Plot a Network Graph from DataFrame

MSTICPy has functions that let you convert a pandas DataFrame into a networkx graph or plot directly as a graph using Bokeh interactive plotting.

This uses underlying functionality from NetworkX and Bokeh

You pass the functions the column names for the source and target nodes to build a basic graph. You can also name other columns to be node or edge attributes. When displayed these attributes are visible as popup details courtesy of Bokeh’s Hover tool.

You can also opt to use different networkx layouts other than the default spring layout.

Note: We use the term “”network graph” in this document. This is shortened to “graph” when used in the context of Networkx e.g. “a Networkx graph”.

# Import msticpy
import msticpy as mp
mp.init_notebook();

# Read in a DataFrame
proc_df = pd.read_csv("./data/processes_on_host.csv", index_col=0)
proc_df["Process"] = proc_df.NewProcessName.str.extract(r".*\\([^\\]+)")
proc_df.head(3)

Overview

You can create and display a DataFrame as a network graph using the MSTICPy pandas accesssor mp_plot.network.

Below is an example featuring process creation events using the SubjecUserName and Process name as nodes. Node and edge attributes are taken from other DataFrame columns.

Tip

use the WheelZoom tool to use the mouse scroll wheel to zoom in and out of the plot. The button to enable/disable the WheelZoom tool is highlighted in illustration below.

proc_df.head(100).mp_plot.network(
    source_col="SubjectUserName",
    target_col="Process",
    source_attrs=["SubjectDomainName", "SubjectLogonId"],
    target_attrs=["NewProcessName", "ParentProcessName", "CommandLine"],
    edge_attrs=["TimeGenerated"],
)
Graph plot of accounts and processes showing which account created which processes.

Creating a NetworkX Graph from a DataFrame

The mp.to_graph accessor will generate a NetworkX graph from the input data. This is a method that is automatically added to DataFrames by MSTICPy.

You can supply the following parameters:

  • source_col - Column for source nodes.

  • target_col - Column for target nodes.

  • source_attrs - Optional list of columns to use as source node attributes, by default None

  • target_attrs - Optional list of columns to use as target node attributes, by default None

  • edge_attrs - Optional list of columns to use as edge node attributes, by default None

  • graph_type - “graph” or “digraph” (for nx.DiGraph)
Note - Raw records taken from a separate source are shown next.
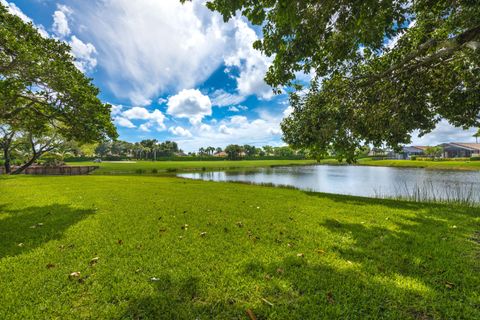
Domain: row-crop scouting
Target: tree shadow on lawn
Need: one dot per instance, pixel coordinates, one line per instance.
(417, 271)
(180, 299)
(22, 230)
(418, 268)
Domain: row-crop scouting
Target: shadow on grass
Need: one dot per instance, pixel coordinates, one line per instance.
(26, 229)
(419, 268)
(179, 299)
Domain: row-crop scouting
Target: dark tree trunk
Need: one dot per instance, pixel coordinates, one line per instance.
(28, 164)
(6, 156)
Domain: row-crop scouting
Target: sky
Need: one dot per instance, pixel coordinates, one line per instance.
(176, 72)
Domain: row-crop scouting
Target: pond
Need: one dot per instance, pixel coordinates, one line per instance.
(384, 182)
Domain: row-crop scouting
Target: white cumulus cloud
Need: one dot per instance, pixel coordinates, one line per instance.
(179, 131)
(15, 10)
(60, 21)
(84, 54)
(153, 119)
(123, 122)
(190, 104)
(252, 63)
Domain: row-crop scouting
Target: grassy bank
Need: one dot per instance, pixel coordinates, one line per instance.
(149, 167)
(157, 247)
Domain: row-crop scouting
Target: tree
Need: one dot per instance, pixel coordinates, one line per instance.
(434, 152)
(249, 150)
(234, 151)
(380, 69)
(268, 150)
(44, 98)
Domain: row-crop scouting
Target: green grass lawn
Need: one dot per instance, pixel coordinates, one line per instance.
(170, 248)
(152, 167)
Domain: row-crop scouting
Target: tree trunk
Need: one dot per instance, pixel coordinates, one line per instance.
(6, 156)
(28, 164)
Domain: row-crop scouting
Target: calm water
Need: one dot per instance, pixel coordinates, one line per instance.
(361, 180)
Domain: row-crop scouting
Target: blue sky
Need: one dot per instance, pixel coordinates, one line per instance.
(175, 71)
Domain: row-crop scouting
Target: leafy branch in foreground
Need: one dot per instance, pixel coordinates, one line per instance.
(43, 96)
(381, 69)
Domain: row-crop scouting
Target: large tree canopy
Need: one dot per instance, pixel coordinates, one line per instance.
(43, 94)
(381, 69)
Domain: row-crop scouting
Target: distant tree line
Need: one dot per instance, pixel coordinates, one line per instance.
(149, 149)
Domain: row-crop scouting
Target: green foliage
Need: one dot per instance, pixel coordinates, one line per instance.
(44, 98)
(234, 152)
(434, 152)
(307, 254)
(381, 69)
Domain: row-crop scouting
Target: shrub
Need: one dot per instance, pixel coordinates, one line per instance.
(52, 162)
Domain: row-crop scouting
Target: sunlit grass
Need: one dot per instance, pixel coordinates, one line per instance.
(173, 248)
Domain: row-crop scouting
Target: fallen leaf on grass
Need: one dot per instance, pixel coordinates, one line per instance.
(37, 225)
(251, 315)
(93, 261)
(267, 302)
(330, 298)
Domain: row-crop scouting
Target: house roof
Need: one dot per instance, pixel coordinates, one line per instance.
(422, 147)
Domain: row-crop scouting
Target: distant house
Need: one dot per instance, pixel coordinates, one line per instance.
(378, 153)
(221, 154)
(407, 152)
(460, 150)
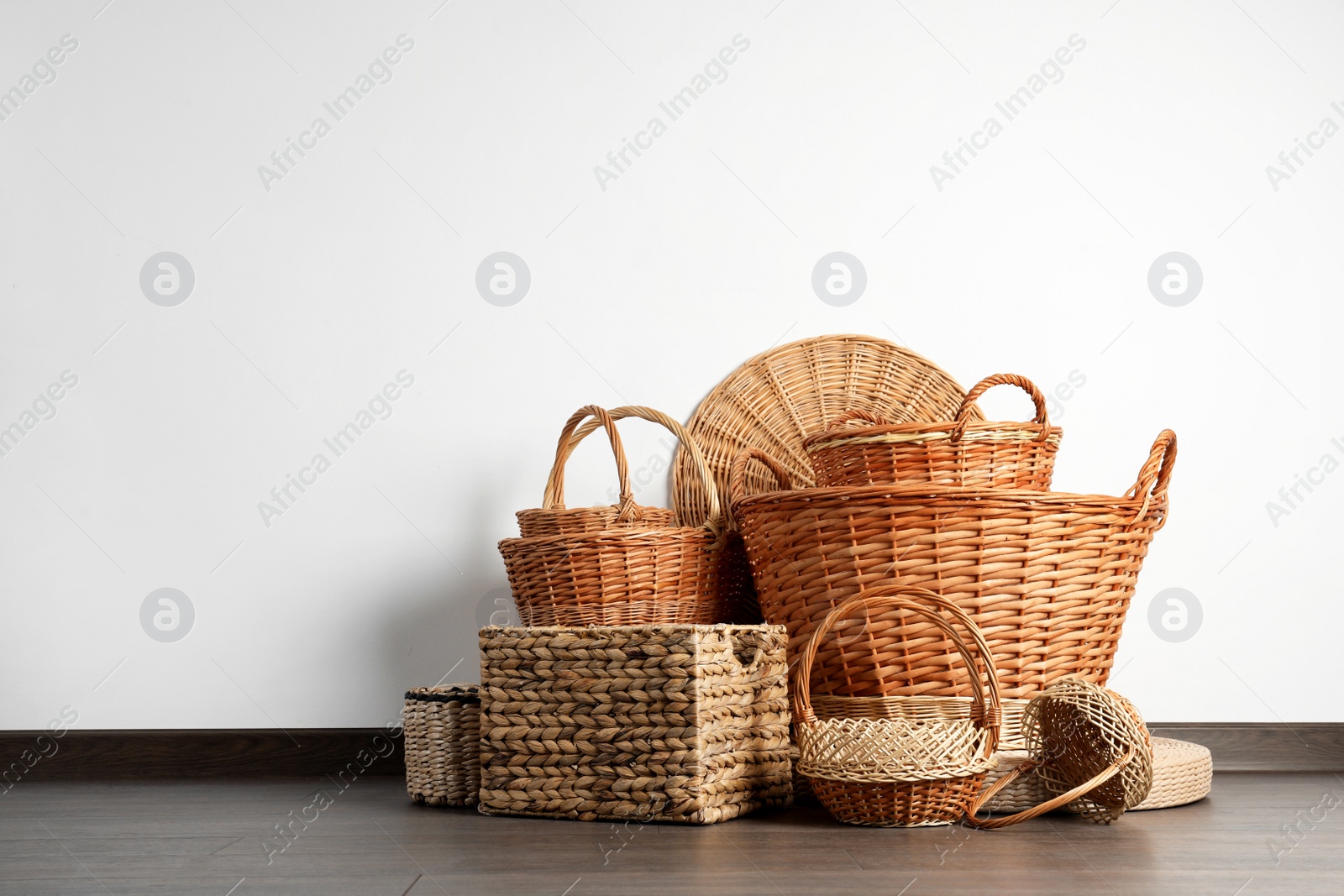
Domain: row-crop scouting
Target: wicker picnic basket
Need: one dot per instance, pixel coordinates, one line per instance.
(1046, 577)
(651, 723)
(958, 453)
(627, 575)
(776, 399)
(911, 765)
(553, 517)
(1090, 752)
(443, 728)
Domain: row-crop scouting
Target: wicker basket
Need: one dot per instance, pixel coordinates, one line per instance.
(553, 517)
(958, 453)
(1089, 750)
(652, 723)
(1047, 577)
(629, 575)
(777, 398)
(906, 768)
(443, 745)
(1183, 773)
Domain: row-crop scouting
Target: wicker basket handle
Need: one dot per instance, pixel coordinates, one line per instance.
(1001, 379)
(738, 476)
(685, 439)
(554, 497)
(1050, 805)
(941, 613)
(857, 414)
(1156, 473)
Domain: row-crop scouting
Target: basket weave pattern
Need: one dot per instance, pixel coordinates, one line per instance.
(443, 745)
(659, 723)
(1046, 577)
(958, 453)
(900, 768)
(633, 574)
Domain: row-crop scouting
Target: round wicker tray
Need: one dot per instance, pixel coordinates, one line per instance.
(783, 396)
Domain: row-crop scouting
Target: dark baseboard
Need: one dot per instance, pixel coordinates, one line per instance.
(1312, 746)
(35, 755)
(316, 752)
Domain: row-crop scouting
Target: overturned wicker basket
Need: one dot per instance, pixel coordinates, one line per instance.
(628, 574)
(960, 453)
(911, 765)
(1046, 577)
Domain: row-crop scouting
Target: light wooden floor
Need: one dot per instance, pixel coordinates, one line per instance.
(206, 837)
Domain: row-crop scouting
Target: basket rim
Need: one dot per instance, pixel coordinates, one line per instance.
(445, 694)
(933, 432)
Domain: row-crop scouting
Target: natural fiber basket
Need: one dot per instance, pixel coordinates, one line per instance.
(651, 723)
(553, 517)
(958, 453)
(898, 768)
(1183, 773)
(1089, 750)
(629, 575)
(1046, 577)
(776, 399)
(773, 401)
(443, 745)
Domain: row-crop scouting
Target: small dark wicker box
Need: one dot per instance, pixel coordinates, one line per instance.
(443, 745)
(654, 723)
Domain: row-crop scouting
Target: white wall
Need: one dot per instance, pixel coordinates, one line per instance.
(313, 293)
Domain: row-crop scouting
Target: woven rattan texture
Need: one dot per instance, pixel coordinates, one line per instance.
(956, 453)
(900, 762)
(656, 723)
(780, 396)
(443, 745)
(1046, 577)
(645, 574)
(1183, 773)
(1075, 730)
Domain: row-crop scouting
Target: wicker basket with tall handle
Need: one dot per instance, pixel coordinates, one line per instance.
(553, 517)
(902, 770)
(1046, 575)
(958, 453)
(629, 575)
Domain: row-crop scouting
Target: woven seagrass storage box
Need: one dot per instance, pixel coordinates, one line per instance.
(654, 723)
(443, 745)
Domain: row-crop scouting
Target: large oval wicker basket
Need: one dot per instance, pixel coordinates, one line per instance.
(958, 453)
(1047, 577)
(628, 574)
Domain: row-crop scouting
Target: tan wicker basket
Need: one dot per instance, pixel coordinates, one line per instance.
(1183, 773)
(911, 765)
(1047, 577)
(958, 453)
(652, 723)
(773, 401)
(443, 745)
(629, 575)
(553, 517)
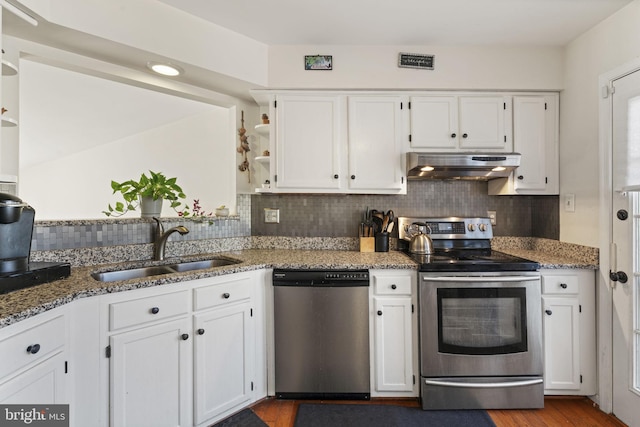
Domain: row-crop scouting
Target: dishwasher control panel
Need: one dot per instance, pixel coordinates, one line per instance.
(286, 277)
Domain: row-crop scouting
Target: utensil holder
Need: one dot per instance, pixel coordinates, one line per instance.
(367, 244)
(382, 242)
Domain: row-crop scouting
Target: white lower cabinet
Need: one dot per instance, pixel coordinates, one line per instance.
(149, 377)
(224, 350)
(194, 365)
(394, 359)
(34, 360)
(568, 313)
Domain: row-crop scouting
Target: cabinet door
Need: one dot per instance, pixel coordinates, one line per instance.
(149, 379)
(223, 352)
(529, 137)
(42, 384)
(434, 122)
(483, 123)
(392, 344)
(375, 143)
(308, 134)
(561, 343)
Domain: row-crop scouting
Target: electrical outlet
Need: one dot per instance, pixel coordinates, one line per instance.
(492, 217)
(570, 202)
(271, 216)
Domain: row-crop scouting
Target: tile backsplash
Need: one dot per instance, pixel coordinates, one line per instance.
(329, 215)
(321, 215)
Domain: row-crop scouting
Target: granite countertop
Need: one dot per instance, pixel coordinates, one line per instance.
(22, 304)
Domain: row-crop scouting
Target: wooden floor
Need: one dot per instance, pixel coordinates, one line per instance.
(558, 411)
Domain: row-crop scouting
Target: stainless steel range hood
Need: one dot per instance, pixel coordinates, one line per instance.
(468, 166)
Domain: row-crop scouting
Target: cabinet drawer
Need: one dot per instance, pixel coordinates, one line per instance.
(392, 285)
(149, 309)
(31, 345)
(561, 284)
(222, 293)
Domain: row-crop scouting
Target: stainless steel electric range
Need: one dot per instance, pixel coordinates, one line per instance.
(480, 319)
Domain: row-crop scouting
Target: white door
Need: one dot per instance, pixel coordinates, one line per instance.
(625, 251)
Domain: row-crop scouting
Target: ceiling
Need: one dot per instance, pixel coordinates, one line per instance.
(405, 22)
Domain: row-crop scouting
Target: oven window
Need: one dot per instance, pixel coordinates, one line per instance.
(482, 320)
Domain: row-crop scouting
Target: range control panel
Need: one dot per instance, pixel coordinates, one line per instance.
(446, 228)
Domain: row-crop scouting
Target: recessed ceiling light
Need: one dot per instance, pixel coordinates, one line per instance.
(165, 68)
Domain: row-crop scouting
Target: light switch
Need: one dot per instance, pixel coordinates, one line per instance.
(570, 202)
(492, 217)
(271, 216)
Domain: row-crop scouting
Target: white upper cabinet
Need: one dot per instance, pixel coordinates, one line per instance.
(375, 144)
(334, 143)
(309, 131)
(535, 137)
(451, 123)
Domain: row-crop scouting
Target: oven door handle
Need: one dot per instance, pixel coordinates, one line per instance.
(522, 383)
(481, 278)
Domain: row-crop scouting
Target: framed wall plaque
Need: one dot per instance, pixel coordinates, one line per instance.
(318, 62)
(415, 60)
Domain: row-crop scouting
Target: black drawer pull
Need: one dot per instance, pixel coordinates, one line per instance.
(33, 349)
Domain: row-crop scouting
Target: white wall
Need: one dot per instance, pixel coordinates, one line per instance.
(375, 67)
(609, 45)
(161, 29)
(66, 187)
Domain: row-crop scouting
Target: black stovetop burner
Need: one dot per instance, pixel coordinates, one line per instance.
(460, 244)
(476, 260)
(36, 273)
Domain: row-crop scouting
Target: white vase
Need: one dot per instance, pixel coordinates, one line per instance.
(150, 207)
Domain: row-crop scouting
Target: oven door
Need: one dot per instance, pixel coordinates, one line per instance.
(480, 325)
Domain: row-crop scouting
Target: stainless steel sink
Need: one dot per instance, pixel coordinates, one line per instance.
(141, 272)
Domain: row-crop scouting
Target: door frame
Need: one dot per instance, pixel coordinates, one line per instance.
(604, 291)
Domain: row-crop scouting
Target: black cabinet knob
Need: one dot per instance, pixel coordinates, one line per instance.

It returns a NetworkX graph that you can perform graph analyses on such as extracting subgraphs, analyzing connectedness, etc See the NetworkX documentation for more details.

Create the NX graph.

nx_graph = proc_df.mp.to_graph(
    source_col="SubjectUserName",
    target_col="Process"
)

Show the number of nodes and edges.

print("# nodes:", len(nx_graph.nodes()))
print("# edges:", len(nx_graph.edges()))
# nodes: 65
# edges: 67

Display a node showing the default attributes.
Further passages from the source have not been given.